Stephen's paper raises the issue of Britishness and the strength of that identity. I think it is stronger than he believes; in fact, given the lengths many commentators have gone to in trying to convince Ulster Protestants that they are not British, or don't deserve to be, the wonder is that it remains so strong. For a long time, even sophisticated scholarly analyses got away with setting Northern Ireland speciously at odds with notions of British homogeneity which were and are utterly misleading. The Unionist community in general seeks only to feel that it belongs to the UK as of right and that its contribution to the making of the UK and to British history and identity is acknowledged.

This is not to deny that Britishness presents political difficulties for Unionists/Loyalists. Part of the problem is the amorphousness and “non-specific” quality of the United Kingdom and the very diversity and complexity of British identity (though these qualities can equally be regarded as the identity's strength). There is little that is solid to reflect back the strength of Ulster Unionist loyalty and conviction.

In other parts of the UK local identities are usually primary, with Britishness at best an overarching layer, thought to be useful for protection in terms of the National Health Service and the welfare state more generally, or of a stronger voice internationally. Ulster Protestants, however, seek the security and protection of the British link because of the Irish nationalist threat, and this makes them wish for a Britishness which is more coherent, more conscious and proud of itself, more solid. In this they are unlikely to get their wish, but I would argue that they are nonetheless entitled to assume their place in the multinational, multiethnic UK, forming one of the series of partnerships which constitutes that entity.
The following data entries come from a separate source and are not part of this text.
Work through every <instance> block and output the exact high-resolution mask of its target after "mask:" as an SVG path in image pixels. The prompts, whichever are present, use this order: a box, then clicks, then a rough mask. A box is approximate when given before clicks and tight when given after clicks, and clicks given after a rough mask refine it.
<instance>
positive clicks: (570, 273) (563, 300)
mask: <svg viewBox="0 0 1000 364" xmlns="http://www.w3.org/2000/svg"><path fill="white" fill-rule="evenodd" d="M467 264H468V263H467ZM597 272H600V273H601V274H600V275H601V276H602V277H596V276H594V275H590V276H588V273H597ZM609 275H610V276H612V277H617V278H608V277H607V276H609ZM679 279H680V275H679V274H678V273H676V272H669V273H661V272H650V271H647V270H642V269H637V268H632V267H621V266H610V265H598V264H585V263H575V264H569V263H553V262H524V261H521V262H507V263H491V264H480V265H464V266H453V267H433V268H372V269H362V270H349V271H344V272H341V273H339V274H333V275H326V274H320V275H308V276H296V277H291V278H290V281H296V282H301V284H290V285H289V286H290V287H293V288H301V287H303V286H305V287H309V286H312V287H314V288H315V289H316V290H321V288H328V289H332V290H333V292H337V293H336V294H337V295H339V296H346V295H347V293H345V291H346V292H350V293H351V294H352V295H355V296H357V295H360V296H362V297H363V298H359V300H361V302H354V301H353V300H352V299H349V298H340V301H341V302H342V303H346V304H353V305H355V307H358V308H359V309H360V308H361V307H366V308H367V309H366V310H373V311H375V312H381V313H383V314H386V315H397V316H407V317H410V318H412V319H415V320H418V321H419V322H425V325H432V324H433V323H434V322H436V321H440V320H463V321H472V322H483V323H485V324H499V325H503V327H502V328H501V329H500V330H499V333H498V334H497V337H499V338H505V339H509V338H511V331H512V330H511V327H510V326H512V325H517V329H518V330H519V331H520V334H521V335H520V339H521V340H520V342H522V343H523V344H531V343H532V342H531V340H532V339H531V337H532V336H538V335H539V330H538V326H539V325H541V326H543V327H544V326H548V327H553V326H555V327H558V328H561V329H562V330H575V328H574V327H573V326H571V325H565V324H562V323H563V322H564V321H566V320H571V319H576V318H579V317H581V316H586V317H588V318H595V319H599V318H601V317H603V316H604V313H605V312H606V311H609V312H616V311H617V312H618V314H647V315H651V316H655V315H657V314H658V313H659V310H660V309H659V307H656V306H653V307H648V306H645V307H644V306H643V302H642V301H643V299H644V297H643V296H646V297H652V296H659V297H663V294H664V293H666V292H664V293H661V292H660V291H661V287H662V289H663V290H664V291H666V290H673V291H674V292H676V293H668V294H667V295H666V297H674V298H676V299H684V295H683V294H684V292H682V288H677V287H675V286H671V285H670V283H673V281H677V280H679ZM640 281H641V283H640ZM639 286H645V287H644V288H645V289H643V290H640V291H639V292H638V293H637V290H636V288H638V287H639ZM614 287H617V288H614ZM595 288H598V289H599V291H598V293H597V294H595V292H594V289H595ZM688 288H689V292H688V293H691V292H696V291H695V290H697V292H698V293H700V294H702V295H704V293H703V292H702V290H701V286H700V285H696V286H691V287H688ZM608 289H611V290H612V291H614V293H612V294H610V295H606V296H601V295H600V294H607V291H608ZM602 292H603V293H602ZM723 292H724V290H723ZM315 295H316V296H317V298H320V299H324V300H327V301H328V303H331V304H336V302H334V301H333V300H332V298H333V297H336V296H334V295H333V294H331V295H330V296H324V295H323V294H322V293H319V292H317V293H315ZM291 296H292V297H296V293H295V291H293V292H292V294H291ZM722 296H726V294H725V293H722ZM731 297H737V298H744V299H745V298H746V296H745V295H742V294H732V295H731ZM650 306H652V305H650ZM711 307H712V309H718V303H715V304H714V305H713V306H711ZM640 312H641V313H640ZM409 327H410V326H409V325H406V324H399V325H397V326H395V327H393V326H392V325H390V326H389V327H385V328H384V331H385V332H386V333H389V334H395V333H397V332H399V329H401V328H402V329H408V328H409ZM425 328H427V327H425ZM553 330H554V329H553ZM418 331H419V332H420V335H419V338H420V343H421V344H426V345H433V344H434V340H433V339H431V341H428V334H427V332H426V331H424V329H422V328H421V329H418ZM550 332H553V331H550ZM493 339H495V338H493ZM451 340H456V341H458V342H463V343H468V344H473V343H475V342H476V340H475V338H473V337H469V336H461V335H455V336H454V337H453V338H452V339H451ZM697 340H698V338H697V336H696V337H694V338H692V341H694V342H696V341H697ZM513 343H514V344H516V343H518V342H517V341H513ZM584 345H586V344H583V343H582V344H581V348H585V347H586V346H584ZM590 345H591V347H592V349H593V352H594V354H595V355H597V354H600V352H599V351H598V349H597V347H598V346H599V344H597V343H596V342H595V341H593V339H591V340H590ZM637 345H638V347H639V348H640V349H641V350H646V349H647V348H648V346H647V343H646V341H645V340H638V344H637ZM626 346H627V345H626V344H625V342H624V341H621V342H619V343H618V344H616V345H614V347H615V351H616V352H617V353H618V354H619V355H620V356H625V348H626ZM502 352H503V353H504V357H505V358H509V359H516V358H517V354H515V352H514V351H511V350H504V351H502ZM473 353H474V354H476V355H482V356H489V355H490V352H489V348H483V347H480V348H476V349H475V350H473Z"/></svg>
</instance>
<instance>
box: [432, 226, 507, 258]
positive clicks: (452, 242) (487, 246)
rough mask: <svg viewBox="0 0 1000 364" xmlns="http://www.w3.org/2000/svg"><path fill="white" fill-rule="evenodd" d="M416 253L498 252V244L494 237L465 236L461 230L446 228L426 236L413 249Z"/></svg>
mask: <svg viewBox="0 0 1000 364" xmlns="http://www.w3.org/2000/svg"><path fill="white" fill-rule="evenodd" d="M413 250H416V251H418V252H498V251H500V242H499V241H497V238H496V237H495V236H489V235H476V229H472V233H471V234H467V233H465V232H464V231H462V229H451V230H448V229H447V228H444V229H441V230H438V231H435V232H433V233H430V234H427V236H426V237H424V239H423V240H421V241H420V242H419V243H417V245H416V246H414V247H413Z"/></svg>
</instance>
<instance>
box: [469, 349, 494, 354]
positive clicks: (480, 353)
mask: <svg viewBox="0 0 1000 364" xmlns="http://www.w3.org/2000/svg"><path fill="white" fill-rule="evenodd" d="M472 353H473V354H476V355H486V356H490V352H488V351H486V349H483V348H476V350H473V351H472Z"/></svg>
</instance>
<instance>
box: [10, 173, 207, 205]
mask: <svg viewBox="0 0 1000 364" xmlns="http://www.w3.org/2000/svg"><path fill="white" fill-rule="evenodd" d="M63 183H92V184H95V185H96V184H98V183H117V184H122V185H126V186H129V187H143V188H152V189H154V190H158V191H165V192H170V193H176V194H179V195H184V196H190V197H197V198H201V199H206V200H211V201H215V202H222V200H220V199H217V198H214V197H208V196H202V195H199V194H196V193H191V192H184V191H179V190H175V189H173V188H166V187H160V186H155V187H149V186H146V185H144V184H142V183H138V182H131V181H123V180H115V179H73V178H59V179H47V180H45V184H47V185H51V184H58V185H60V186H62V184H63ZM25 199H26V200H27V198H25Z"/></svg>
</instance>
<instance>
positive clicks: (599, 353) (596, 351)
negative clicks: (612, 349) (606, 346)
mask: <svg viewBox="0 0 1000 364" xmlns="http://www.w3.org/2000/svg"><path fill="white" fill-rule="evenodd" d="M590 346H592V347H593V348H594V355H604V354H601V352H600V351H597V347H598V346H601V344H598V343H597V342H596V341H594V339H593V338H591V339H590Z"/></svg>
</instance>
The Protestant working class remains the cutting edge of an identity and an outlook which has to be accommodated on its own terms to a far greater extent than even the new nationalism or new Republicanism seems prepared to accept. The cultural manifestations of working-class Loyalism may be many, various and incongruous but there is still a core of political beliefs which is highly relevant to the ongoing refashioning of the UK and of Britishness. There is a need for more of an east-west focus in “Irish studies” as well as in the contemporary search for peace in Northern Ireland.